In 1791, Pierre L’Enfant, a French-born artist, developed a plan for a new government city along the Potomac River, choosing Jenkins Hill for the “Congress House.” Secretary of State Thomas Jefferson renamed both the hill and the proposed building after Rome’s Capitoline Hill, the site of the ancient temple to Jupiter Optimus Maximus Capitolinus. Jefferson then suggested that those submitting designs for the new Capitol should evoke the Pantheon, a second century domed temple to all Roman gods. William Thornton, a Scottish-trained physician living in the West Indies, submitted the winning design, incorporating elements of the Pantheon into the section between the legislative chambers, with a low dome centered on columns supporting a classic pediment. These design elements were modified, but all were included in the original Capitol, which was finally completed in 1818 after being damaged in the War of 1812.
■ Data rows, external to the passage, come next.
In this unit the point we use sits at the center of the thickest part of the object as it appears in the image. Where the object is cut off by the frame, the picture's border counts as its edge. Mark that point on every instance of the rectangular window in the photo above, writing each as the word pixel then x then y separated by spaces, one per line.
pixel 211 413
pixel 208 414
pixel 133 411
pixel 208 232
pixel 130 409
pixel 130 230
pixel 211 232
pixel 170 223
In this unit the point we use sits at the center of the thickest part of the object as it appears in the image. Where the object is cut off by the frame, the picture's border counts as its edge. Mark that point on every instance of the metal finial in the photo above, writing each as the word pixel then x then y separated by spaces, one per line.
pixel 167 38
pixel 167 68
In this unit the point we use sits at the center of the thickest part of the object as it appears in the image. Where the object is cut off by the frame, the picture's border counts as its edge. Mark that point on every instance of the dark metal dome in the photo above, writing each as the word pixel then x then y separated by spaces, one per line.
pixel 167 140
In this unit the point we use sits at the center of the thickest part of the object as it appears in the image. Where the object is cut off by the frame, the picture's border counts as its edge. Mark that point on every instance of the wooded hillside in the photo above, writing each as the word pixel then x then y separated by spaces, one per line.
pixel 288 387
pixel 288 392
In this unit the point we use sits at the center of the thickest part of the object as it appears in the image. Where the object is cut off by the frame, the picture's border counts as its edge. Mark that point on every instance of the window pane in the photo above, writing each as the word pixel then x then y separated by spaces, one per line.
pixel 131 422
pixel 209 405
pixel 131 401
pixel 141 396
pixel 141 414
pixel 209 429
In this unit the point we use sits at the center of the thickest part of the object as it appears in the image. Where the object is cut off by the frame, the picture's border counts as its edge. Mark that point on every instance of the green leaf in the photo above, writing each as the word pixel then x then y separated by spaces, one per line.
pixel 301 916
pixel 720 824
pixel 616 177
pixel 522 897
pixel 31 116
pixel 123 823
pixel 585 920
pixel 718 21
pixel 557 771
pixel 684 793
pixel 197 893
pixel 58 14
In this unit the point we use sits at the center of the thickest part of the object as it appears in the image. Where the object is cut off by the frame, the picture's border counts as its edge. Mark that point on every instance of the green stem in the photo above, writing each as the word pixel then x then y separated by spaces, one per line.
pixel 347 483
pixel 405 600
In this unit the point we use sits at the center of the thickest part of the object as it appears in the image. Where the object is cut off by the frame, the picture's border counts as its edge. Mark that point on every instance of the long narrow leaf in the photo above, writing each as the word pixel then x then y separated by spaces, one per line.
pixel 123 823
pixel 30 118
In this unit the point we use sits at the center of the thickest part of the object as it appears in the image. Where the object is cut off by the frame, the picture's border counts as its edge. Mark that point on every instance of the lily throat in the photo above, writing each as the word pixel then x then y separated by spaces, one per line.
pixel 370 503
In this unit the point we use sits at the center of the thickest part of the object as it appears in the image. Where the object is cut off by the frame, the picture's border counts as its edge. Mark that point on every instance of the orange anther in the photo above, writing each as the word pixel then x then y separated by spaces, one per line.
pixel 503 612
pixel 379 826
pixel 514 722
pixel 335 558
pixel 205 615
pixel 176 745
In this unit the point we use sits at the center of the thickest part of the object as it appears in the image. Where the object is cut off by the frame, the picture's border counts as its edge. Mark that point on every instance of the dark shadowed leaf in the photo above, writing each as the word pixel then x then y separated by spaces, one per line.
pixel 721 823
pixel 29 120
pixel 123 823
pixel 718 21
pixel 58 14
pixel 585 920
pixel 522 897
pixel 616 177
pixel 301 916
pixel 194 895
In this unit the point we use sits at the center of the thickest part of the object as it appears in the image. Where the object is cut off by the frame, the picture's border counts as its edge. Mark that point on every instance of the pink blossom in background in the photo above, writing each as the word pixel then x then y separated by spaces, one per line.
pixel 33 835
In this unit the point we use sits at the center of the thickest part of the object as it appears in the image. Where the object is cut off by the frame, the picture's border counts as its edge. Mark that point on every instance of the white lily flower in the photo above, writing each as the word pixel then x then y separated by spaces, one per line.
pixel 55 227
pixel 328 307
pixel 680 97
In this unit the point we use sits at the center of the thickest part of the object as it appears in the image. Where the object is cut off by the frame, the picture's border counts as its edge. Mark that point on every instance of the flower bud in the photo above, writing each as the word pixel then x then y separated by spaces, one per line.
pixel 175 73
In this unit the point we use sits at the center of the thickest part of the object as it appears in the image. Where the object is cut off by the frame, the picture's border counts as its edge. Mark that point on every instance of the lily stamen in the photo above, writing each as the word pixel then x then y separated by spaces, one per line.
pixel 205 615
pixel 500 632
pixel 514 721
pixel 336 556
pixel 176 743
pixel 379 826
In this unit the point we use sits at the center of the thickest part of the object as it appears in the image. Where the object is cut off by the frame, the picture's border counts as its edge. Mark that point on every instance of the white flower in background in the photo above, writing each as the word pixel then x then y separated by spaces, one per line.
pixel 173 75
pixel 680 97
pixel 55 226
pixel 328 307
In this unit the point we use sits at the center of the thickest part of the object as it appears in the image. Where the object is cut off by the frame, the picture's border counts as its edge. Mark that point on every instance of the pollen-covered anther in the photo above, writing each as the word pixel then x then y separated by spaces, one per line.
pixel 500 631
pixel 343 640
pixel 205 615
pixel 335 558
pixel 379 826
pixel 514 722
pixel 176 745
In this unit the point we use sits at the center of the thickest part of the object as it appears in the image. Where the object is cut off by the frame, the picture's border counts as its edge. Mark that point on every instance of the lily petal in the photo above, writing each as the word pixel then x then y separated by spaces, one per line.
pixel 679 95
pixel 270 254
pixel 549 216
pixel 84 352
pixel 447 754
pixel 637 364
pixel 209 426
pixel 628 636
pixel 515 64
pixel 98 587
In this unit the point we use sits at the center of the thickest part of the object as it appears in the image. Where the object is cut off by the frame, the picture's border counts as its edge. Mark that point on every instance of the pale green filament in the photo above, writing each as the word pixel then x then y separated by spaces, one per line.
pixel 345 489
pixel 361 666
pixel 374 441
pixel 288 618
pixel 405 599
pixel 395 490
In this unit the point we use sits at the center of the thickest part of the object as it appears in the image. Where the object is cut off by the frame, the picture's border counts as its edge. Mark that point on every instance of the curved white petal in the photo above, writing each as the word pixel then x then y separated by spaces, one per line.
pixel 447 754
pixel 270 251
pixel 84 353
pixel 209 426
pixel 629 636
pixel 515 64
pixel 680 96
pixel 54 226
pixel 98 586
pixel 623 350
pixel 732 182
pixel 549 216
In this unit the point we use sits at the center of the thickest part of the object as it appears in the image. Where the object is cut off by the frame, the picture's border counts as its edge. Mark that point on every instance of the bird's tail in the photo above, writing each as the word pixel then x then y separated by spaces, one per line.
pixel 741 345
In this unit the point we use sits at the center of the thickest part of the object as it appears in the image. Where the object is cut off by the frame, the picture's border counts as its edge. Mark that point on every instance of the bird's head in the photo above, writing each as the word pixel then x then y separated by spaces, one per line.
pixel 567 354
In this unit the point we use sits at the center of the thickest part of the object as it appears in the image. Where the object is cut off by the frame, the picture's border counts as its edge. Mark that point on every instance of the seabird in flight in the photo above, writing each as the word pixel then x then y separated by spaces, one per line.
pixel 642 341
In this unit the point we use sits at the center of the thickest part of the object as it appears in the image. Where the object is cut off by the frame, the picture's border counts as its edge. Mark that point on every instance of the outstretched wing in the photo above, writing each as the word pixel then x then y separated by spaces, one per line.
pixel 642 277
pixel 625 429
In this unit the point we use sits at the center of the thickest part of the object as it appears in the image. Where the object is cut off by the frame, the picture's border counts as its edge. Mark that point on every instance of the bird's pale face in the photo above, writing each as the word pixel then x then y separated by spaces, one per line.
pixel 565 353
By 1850, Congress had outgrown the legislative chambers and approved adding a new chamber at each end of the existing Capitol. The existing dome then appeared too small in relation to the larger building. Thomas Walter based the design of a new dome on the Paris Pantheón, built to honor Genevieve, the patron saint of Paris. Like the Pantheón, the Capitol now incorporates a “double dome,” the inner section scaled to fit the original rotunda and the outer section scaled to the larger exterior. An oculus atop the inner dome opens to an elaborate fresco inspired by the Pantheón’s Apotheosis of Genevieve. The Apotheosis of Washington, picturing George Washington amidst a number of Roman gods, including Mercury and Venus, was painted by Greek-Italian artist Constantino Brumidi, once employed by Pope Gregory XVI,
Because the cast iron was showing signs of deterioration, the Capitol dome has been under repair since 2014. The history of the dome and illustrations of the Capitol designs since 1792 can be reviewed in the massive underground visitors’ center, opened in 2008.